Interview: Rob Brignull23rd April 2016
Robert Brignull is an unconventional athlete. President of the Oxford University Quidditch Club (OUQC), as well keeper for the Radcliffe Chimeras, he and his team secured an Oxford victory in the British Quidditch Cup last month, as well as placing sixth in the European Cup in Italy earlier this month. He met with me to discuss his experiences with the team, as well as the unique challenges of this young sport.
You just got back from the European Quidditch Cup. What was that like?
We did pretty well, it was a very fun tournament – the Chimeras unfortunately did not win, but we came sixth overall, out of forty teams that were there. It’s the biggest tournament that has ever happened in the EU, definitely the biggest I’ve ever been to. There were teams from all over the place – the UK sent eight teams, and, interesting statistic, all but one of the UK teams got into the upper half, which was good going by us. We had a great time, as you can imagine – we went there the Wednesday of the week before, spent a few days lounging around in Italian sunshine, which was great.
And of course you also won the British Quidditch Cup in March. Could you tell us a bit about that?

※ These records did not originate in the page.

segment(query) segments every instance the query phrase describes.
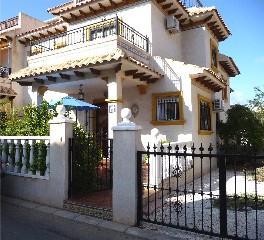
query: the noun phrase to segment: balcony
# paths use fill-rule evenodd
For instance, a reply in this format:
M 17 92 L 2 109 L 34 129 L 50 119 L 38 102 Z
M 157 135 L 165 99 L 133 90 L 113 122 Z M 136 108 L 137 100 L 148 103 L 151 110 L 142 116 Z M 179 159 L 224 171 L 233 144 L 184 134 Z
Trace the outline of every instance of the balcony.
M 183 5 L 187 8 L 191 7 L 203 7 L 203 4 L 200 0 L 182 0 Z
M 0 66 L 0 78 L 7 78 L 11 74 L 11 68 Z
M 65 33 L 57 34 L 52 37 L 43 38 L 37 41 L 30 42 L 30 56 L 51 52 L 68 46 L 77 48 L 84 44 L 84 46 L 92 43 L 107 42 L 107 39 L 112 36 L 121 37 L 125 42 L 132 44 L 132 46 L 149 53 L 149 39 L 142 35 L 134 28 L 123 22 L 118 17 L 103 20 L 93 23 L 78 29 L 67 31 Z

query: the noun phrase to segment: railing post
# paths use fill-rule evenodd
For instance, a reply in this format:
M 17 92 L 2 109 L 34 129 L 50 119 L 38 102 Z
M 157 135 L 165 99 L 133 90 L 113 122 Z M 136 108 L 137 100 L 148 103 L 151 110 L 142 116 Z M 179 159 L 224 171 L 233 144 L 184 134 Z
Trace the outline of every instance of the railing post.
M 220 235 L 227 236 L 226 156 L 219 157 Z
M 149 38 L 146 36 L 146 52 L 149 53 Z
M 115 21 L 116 21 L 116 35 L 119 36 L 119 18 L 117 15 Z

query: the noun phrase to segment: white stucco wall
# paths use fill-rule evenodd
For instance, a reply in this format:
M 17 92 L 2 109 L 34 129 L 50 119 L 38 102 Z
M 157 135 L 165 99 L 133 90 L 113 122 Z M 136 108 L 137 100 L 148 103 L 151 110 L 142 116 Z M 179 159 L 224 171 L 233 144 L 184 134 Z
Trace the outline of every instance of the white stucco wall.
M 200 67 L 211 67 L 210 33 L 205 27 L 181 32 L 182 61 Z
M 151 4 L 151 32 L 153 56 L 181 61 L 181 33 L 169 33 L 166 17 L 154 3 Z
M 102 13 L 96 17 L 91 17 L 83 21 L 69 25 L 68 30 L 77 29 L 93 23 L 110 19 L 118 16 L 129 26 L 136 29 L 143 35 L 151 36 L 151 2 L 148 0 L 131 4 L 129 7 L 123 7 L 107 13 Z

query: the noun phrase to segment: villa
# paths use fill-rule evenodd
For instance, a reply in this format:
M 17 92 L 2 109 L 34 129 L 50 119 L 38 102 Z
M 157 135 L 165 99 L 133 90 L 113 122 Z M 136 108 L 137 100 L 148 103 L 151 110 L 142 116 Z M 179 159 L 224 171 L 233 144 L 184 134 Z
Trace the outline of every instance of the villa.
M 45 22 L 27 24 L 20 14 L 19 23 L 0 24 L 1 65 L 12 66 L 15 106 L 70 95 L 100 106 L 90 125 L 109 137 L 128 107 L 144 145 L 153 128 L 168 141 L 216 142 L 239 69 L 219 53 L 231 33 L 215 7 L 73 0 L 48 12 L 54 17 Z

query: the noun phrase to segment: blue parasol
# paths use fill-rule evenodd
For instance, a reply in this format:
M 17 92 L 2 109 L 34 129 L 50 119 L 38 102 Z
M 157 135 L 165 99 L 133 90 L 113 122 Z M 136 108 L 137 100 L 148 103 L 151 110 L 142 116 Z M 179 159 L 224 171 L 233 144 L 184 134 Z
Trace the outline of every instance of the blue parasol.
M 49 104 L 50 105 L 61 104 L 65 107 L 72 107 L 78 111 L 99 109 L 99 107 L 91 103 L 87 103 L 70 96 L 63 97 L 59 101 L 51 101 Z

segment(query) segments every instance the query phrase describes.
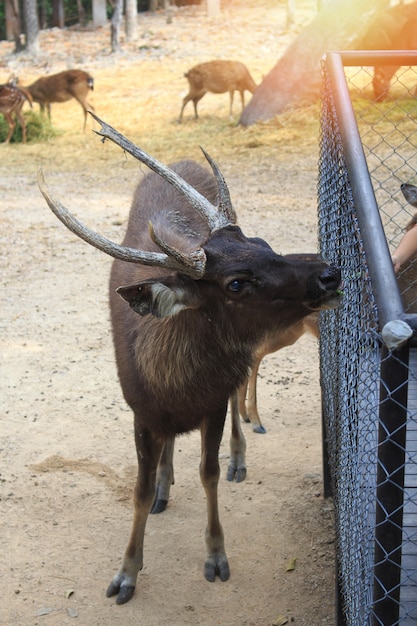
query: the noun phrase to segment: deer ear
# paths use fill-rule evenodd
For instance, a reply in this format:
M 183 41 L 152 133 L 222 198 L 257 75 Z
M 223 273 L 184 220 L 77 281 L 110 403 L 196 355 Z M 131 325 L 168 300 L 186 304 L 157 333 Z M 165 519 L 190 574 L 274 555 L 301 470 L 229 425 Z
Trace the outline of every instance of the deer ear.
M 191 285 L 194 281 L 189 281 Z M 164 284 L 157 280 L 147 280 L 127 287 L 119 287 L 117 293 L 139 315 L 172 317 L 185 309 L 197 309 L 200 299 L 197 293 L 182 282 Z

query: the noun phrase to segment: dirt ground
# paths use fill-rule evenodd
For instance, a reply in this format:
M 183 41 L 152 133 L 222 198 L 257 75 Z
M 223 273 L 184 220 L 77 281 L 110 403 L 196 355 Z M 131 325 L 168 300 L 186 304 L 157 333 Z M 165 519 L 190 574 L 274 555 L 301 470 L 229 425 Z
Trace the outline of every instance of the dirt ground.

That took place in the town of Rugeley, in Staffordshire. That had thirty-two teams, from all over the UK. That obviously went very well for us. It was quite tough, so everybody tried their hardest to make that one, so that we had our best shot at winning it again. There are quite a few people leaving the club this year because they’re graduating, so it made it a nice sort of farewell thing for them, that we are now British Champions for the year.
What is Quidditch like to play?
It’s a sport that demands a lot of you in various different ways, depending on which position you’re playing. So if you’re playing the Chasing or Keeping positions then you’re running around, you’re tackling people, full contact, though not quite as rough as rugby. That requires a high level of physical fitness, you’re sprinting basically all the time, and you sub off every two or three minutes, five maximum. If you’re playing part of the beating game then it’s much more tactical. You need to work well with your partner, there’s a lot of synergy there. If you play quidditch a certain way, it doesn’t really matter how big you are, or strong – you need to be intelligent more than anything. The addition of the broom, the fact you only have one arm free, makes it a lot easier to take down people much bigger or smaller than yourself. It’s very good for those who are maybe less sporty.
Quidditch is deliberately designed for mixed-gender teams (including non-binary players). Is that sense of inclusively important to the sport?
I think it is quite important – I’m struggling to think of any other sports that are mixed gender by default. It means you don’t get this kind of laddish attitude; it’s a very welcoming community, everybody is friendly. It’s only just getting big enough that you don’t know every single person, almost. I don’t know if you’ve ever seen a game, but there’s a lot of hugging afterwards; it’s a very sportsmanlike sport.
According to your website you’re the “most successful sports club in Oxford”. How is that measured?
I’d forgotten that we did that. Two years ago, when we wrote that, the Chimeras were both British and European champions, so you can look at it that way. This year we’ve retained British, if not European. You can certainly say we’re the most successful British quidditch team. Although most successful Oxford sports team might be pushing it.
What is the secret to that success?
I think it’s entirely down to the people that are here. The club is only about four years old, so those people who started it up are just in the process of leaving now. This is kind of the point where the club will either fly higher or fall apart, though it’s my job to make sure that doesn’t happen. So we had a strong base to start with, and it’s drawn in more and more people who have just helped the club to become what it is by organising fantastic tournaments, playing amazing quidditch, and just being really friendly. All the tournaments we’ve run have been hugely successful, people say they’re very well-organised.
How much interest is there from students?
When we practice in University Parks, you always get a bunch of people coming up and asking “what are you doing?” People are very interested whenever they see it happening. Once you’ve played one game, you’re basically hooked, so we hold a lot of taster sessions every Michaelmas, which draw in lots of people. Unfortunately not a lot of people stay, which is a problem we’re working on, but that’s the same with all sports.
How would you persuade someone to give quidditch a go?
I would say that quidditch is really the sport for everyone. Whether you want to go out and be physical, whether you want to meet wonderful people, whether you’re not too into sport generally but want to try it, it can be all of those things for you, and there’s a role for you in a team. Just give it a go, just try and do this stupid sport, and I promise you’ll be hooked.